[PATCH 2/4] clk: tegra: add EMC clock driver

Stephen Warren swarren at wwwdotorg.org
Thu Dec 19 14:44:43 EST 2013


On 12/19/2013 03:05 AM, Peter De Schrijver wrote:
>>> I guess using the clk_notifier may be OK for the 1st case.
>>
>> In both cases, isn't the overall operation something like:
>>
>> a) Do some work before changing the EMC clock
>> b) Change the EMC clock
>> c) Do some work after changing the EMC clock
>>
> 
> There is hw interaction between the EMC controller and the CAR module.
> Writing to the EMC clock source register in CAR will trigger a state machine
> in the EMC controller to handle the change of memory clock. The details
> of the state machine and how it needs to be setup are different for
> each Tegra variant. This means we need to be sure of the exact sequence
> of CAR and EMC register accesses for this to work. In theory this could
> be done with pre and post rate change notifiers, but I'm afraid this would
> be quite fragile.

Isn't the state machine setup something that the EMC driver does through
EMC registers (or perhaps also using flow controller registers?). If all
the clock driver does for this clock is program the requested rate,
which triggers the HW state machine, then I think we can isolate
everything else into the EMC driver.

In such a case, we don't need to use pre-/post-rate change notifiers at
all; just have the EMC driver call into the clock driver at the
appropriate step in the process where the clock registers should be written.

> 
>> Admittedly, the exact definition of "some work" is different for your
>> cases (1) and (2) above, but the overall structure is the same.
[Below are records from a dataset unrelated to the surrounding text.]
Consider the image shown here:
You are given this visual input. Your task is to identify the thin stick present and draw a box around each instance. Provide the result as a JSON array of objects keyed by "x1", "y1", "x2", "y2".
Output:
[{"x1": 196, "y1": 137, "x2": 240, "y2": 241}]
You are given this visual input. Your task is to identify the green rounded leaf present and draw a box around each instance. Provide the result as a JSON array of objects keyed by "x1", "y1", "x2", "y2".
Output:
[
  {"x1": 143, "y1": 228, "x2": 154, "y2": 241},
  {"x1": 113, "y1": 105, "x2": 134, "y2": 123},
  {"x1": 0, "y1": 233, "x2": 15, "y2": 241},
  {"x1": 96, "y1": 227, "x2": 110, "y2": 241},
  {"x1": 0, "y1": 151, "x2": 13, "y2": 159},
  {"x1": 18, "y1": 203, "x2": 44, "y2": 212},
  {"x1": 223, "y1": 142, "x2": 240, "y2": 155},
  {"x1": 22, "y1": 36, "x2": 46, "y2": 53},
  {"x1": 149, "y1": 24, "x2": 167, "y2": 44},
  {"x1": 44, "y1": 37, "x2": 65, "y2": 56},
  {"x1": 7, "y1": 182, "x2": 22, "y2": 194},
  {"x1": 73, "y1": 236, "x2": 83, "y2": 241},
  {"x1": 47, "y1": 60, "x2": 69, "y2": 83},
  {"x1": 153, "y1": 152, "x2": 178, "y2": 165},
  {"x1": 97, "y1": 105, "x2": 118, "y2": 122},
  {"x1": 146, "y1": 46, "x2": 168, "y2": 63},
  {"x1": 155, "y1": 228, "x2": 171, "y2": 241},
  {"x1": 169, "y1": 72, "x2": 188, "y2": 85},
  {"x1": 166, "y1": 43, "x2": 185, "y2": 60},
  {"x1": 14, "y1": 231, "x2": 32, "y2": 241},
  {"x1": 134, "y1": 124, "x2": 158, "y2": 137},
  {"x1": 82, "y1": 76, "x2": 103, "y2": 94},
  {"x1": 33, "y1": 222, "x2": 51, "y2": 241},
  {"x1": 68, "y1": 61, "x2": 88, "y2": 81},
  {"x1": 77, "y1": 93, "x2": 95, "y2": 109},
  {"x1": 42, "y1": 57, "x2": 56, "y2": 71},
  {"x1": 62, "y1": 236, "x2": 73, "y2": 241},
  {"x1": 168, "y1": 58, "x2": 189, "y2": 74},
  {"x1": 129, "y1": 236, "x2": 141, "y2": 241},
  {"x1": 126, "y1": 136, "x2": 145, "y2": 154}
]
As such,
>> can't the EMC scaling driver do (a), then do (b) i.e. call
>> clk_set_rate(), then do (c)? Or, in your case (2), do we need to do
> 
> We would need to be very sure clk_set_rate() doesn't access any other register
> besides the EMC clock source register before returning to the EMC scaling
> driver.

Well, we can certainly make that happen. We're writing the code behind
clk_set_rate() for the EMC clock after all...

But I'm not sure why that is a requirement. If it is, we're pretty
screwed, because surely there's nothing stopping some other driver
that's running on a different CPU from coming along and changing some
completely unrelated clock, which will then touch "some other register".